Read ~/Library/Application Support/Claude/claude_desktop_config.json and find the entry under mcpServers whose command path mentions nexus-council or personas. Copy that entire entry into ~/.claude.json under its own mcpServers block (creating the file or merging into the existing mcpServers if one already exists). Preserve the same key name (e.g. nexus-council). After writing, show me the resulting mcpServers block in ~/.claude.json so I can confirm it copied correctly.

Quit and restart Claude Code. Skip ahead to the verification step at the end of this section.

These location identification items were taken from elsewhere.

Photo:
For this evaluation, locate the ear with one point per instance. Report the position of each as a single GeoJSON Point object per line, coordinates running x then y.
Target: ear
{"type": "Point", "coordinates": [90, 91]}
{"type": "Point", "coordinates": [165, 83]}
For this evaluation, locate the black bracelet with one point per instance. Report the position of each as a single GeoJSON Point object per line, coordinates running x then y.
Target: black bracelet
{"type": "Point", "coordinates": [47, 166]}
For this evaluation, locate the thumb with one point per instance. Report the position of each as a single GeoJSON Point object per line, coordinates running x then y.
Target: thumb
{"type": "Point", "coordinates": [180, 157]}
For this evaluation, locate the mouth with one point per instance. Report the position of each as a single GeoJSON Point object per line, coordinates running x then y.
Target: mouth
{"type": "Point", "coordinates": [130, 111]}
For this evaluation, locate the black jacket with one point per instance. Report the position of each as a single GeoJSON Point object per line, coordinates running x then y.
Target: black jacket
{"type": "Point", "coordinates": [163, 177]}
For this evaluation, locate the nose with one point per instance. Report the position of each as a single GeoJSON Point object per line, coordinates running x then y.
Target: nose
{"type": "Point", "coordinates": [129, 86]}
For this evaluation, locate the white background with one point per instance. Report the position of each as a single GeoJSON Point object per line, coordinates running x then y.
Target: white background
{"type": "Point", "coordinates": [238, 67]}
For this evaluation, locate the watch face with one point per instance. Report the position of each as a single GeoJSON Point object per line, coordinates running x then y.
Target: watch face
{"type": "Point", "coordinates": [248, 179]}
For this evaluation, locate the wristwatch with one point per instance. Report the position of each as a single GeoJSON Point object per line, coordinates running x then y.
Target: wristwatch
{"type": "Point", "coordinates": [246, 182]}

If Claude can’t find the entry, or if you’ve never set up Nexus-Council in Claude Desktop, follow the from-scratch path below instead.

From-scratch path

Setup is a four-step handoff from Thomas:

  1. Thomas issues you an API key and shares it via 1Password.
  2. Thomas sends you the bridge file mcp-nexus-council-bridge.mjs. Save it to ~/bin/mcp-nexus-council-bridge.mjs (create the folder if needed):
mkdir -p ~/bin
  1. Install the API key into your Mac keychain. Replace meg with whatever identity Thomas tells you, and paste the actual key inside the single quotes:
security add-generic-password -s mcp-nexus-council -a meg -w 'PASTE_KEY_HERE'
  1. Tell Claude Code about the MCP server. Open ~/.claude.json in any editor and add (or merge into) an mcpServers block:
{
"mcpServers": {
  "nexus-council": {
    "command": "node",
    "args": ["/Users/YOUR_USERNAME/bin/mcp-nexus-council-bridge.mjs"],
    "env": {
      "PERSONAS_WORKER_URL": "https://mcp-nexus-council.tiny-term-27a1.workers.dev/mcp",
      "PERSONAS_IDENTITY": "meg"
    }
  }
}
}

Replace YOUR_USERNAME with your Mac username (run whoami to see it). Replace meg with the identity Thomas gave you.

Quit and restart Claude Code.

Verify

Run Claude Code and ask it: “List the available Nexus-Council personas.” If it returns a list (Brand Strategist, Conversion Copywriter, and so on), you’re done.

When everything above is checked, move on to chapter 01.